Combining support vector machines with neural networks for fault diagnosis in oil and gas measurement and control systems
摘要
Oil and gas measurement and control systems operate under high-temperature, high-pressure, high-noise and dynamic conditions, making them highly susceptible to various failures such as tubing string leaks, pump jamming, sand production and insufficient fluid supply. Traditional methods based on mechanism modeling and shallow learning struggle to achieve efficient and stable fault diagnosis under conditions of strong noise and small sample sizes. To address this paper proposes a hybrid fault diagnosis method (TsRNet-SVM) combining Two-stream Residual Convolutional Neural Networks (Two-stream ResNet, TsRNet) with Support Vector Machines (SVM). This approach utilizes a two-stream residual architecture to concurrently extract multi-scale features, employs Principal Component Analysis (PCA) for feature dimensionality reduction and finally replaces traditional Softmax classifier with SVM to achieve multi-class fault discrimination. Simulation and field data validation demonstrate that method maintains high-precision fault recognition even under low signal-to-noise ratio conditions.

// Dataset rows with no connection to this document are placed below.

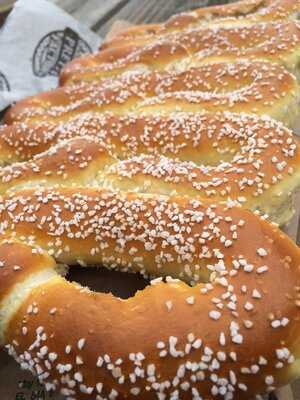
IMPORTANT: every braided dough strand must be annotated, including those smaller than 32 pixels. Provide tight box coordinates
[0,113,300,224]
[6,62,299,130]
[60,21,300,84]
[0,189,300,400]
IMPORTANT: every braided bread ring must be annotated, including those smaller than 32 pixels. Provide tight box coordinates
[0,189,300,400]
[0,113,300,224]
[60,21,300,84]
[6,62,299,130]
[101,0,300,48]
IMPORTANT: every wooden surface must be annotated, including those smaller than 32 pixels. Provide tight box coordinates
[0,0,300,400]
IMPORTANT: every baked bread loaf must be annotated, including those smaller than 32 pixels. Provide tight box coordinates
[102,0,300,49]
[0,113,300,224]
[5,61,299,130]
[60,20,300,84]
[0,188,300,400]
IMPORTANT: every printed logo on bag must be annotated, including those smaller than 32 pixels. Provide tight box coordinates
[32,28,92,77]
[0,72,10,92]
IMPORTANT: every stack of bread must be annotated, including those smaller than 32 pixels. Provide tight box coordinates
[0,0,300,400]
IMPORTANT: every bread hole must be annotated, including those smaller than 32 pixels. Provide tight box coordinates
[66,265,150,299]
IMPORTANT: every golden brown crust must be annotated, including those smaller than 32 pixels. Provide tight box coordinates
[0,113,300,223]
[101,0,300,48]
[0,190,300,400]
[5,61,299,128]
[60,21,300,84]
[0,242,55,304]
[0,112,295,164]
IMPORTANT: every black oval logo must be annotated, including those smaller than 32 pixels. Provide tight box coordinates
[32,28,92,78]
[0,72,10,92]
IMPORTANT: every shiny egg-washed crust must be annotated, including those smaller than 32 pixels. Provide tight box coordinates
[5,61,299,130]
[0,112,296,166]
[0,113,300,224]
[60,21,300,85]
[0,188,300,400]
[101,0,300,49]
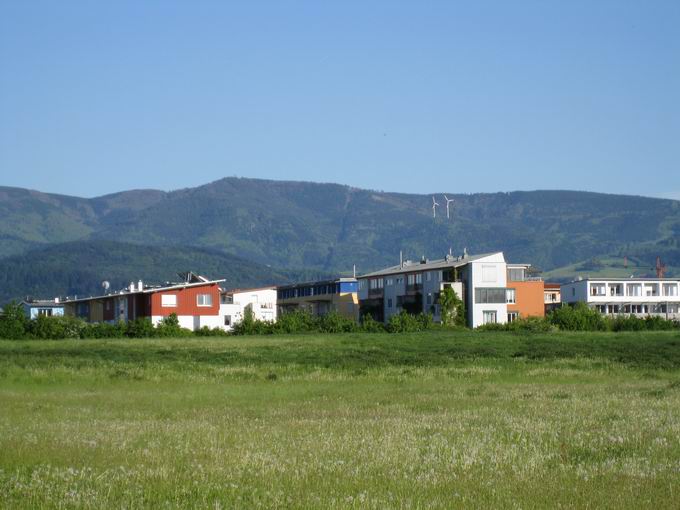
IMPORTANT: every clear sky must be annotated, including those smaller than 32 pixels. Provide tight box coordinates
[0,0,680,199]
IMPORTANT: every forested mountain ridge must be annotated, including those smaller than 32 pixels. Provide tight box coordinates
[0,240,328,305]
[0,177,680,284]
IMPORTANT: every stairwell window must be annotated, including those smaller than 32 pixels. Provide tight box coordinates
[483,310,498,324]
[196,294,212,306]
[161,294,177,307]
[663,283,678,296]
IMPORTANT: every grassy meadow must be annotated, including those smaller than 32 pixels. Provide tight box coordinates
[0,331,680,509]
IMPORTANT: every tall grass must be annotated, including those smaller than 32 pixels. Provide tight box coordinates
[0,331,680,508]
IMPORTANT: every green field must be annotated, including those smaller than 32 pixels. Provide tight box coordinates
[0,331,680,509]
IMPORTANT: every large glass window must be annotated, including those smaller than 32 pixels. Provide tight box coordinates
[609,283,623,296]
[626,283,642,296]
[663,283,678,296]
[196,294,212,306]
[590,283,606,296]
[644,283,659,296]
[482,266,498,283]
[475,287,509,304]
[508,267,526,282]
[161,294,177,306]
[483,310,497,324]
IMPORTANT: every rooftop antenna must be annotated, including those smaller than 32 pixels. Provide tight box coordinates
[432,196,439,218]
[444,195,454,218]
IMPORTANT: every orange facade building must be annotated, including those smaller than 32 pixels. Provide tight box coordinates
[507,264,545,322]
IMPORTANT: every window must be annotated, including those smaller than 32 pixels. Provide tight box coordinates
[645,283,659,296]
[508,267,526,282]
[626,283,642,296]
[590,283,607,296]
[196,294,212,306]
[483,310,497,324]
[475,287,509,304]
[663,283,678,296]
[161,294,177,306]
[482,266,498,282]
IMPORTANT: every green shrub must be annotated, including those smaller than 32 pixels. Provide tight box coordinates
[81,322,127,338]
[0,301,28,340]
[317,312,358,333]
[359,314,385,333]
[125,318,157,338]
[155,313,193,337]
[548,302,610,331]
[387,311,432,333]
[194,326,229,336]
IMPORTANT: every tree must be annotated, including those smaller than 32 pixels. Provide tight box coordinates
[439,287,466,327]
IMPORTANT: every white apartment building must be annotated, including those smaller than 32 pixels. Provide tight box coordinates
[220,287,276,331]
[561,278,680,320]
[357,252,508,327]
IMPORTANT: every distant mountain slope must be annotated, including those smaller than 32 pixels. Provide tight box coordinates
[0,175,680,272]
[0,240,330,304]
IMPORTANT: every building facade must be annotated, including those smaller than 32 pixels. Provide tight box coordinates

Compared to baseline methods such as CNN, LSTM and CNN-LSTM, it exhibits significant advantages in accuracy, robustness and convergence speed. In practical application at the Western South China Sea oilfield, early warning system successfully detected 354 well-specific faults in advance with 325 valid alerts yielding a success rate of 91.18%. This reduced the average response time for corrective measures by 8.4 days, significantly minimizing production losses.